With a population of 200,000, the Bedouins comprise one-quarter of the total Negev population.
“For an American Jew to be identified with Bedouins in the Negev is very important,” Arnow said at a ceremony this month marking the institute’s 10th birthday. “It has to do with values, Jewish values.”
The university has gone from having almost no Bedouin students two decades ago to 420 male and female Bedouin students today. Before 1990 there was only one female graduate student. Since 2000, many more have gone on to do graduate work.
The university is especially proud of its first female Bedouin student to graduate as a medical doctor. Dr. Rania Okabi graduated last year and is now doing her residency in obstetrics and gynecology, hoping to increase the presence of Bedouin women in the health field.
Most female Bedouin students focus on the humanities and social sciences, though the school is trying to interest male and female students in studying science and technology.
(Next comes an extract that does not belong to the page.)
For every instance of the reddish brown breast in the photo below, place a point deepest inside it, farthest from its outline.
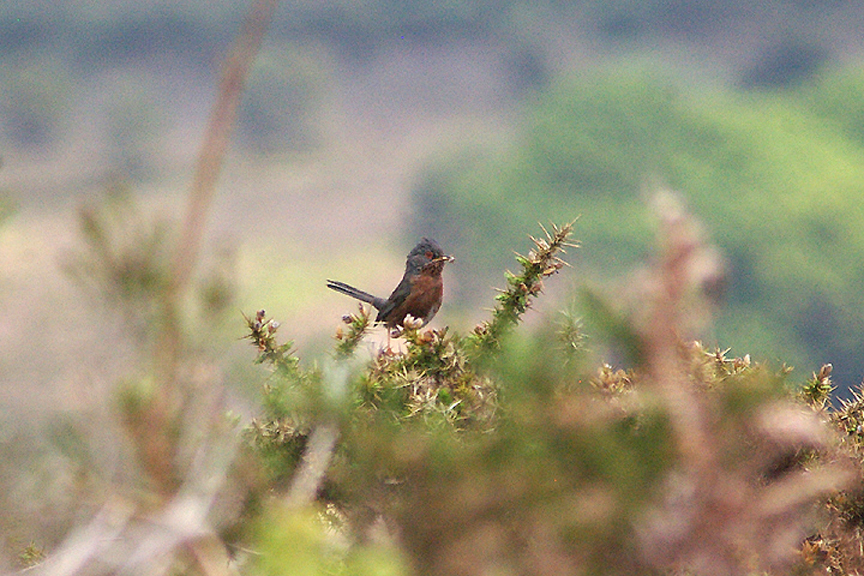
(423, 301)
As Bedouin society becomes more integrated into the modern Israeli market, more Bedouin students need to learn scientific fields, said Ismael Abu-Saad, director of the university’s Center for Bedouin Studies and Development.
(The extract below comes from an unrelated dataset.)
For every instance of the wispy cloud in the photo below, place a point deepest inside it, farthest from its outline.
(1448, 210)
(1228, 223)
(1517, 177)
The center also strives to increase the number of Bedouin students preparing for such professions as nursing, physical therapy and social work, much-needed services in Bedouin communities.
Schools in Bedouin areas can be substandard, creating a challenge for students who seek university admission. To help such students, Ben-Gurion University has created yearlong preparatory programs in fields including medicine and social work.
Abokaf says of the preparatory program: “It helped us prove ourselves.”
She and many of her Bedouin peers are often found at the university’s main library using the books and computers electricity can be scarce in their villages. Some students described having to study by candlelight at home and being asked to help with younger siblings instead of focusing on their studies.
Saffa Algaar, 23, is one of just two female Bedouin students in the geography department. Families have been reluctant to let their daughters major in the subject because it involves field trips, some of them overnight, to various parts of the country.
Algaar says family members have backed her academic choice, though when she travels they remind her that they are only as far as her cellular phone.
“They let me go but they don’t stop calling, asking, ‘Where are you? What are you doing? When will you be coming home?’ ” she says.
Yet in talking about her family’s economic plight a! nd the w ork her mother has done to help fund her studies, Algaar says, “When our economic situation improves, everything else will also improve.”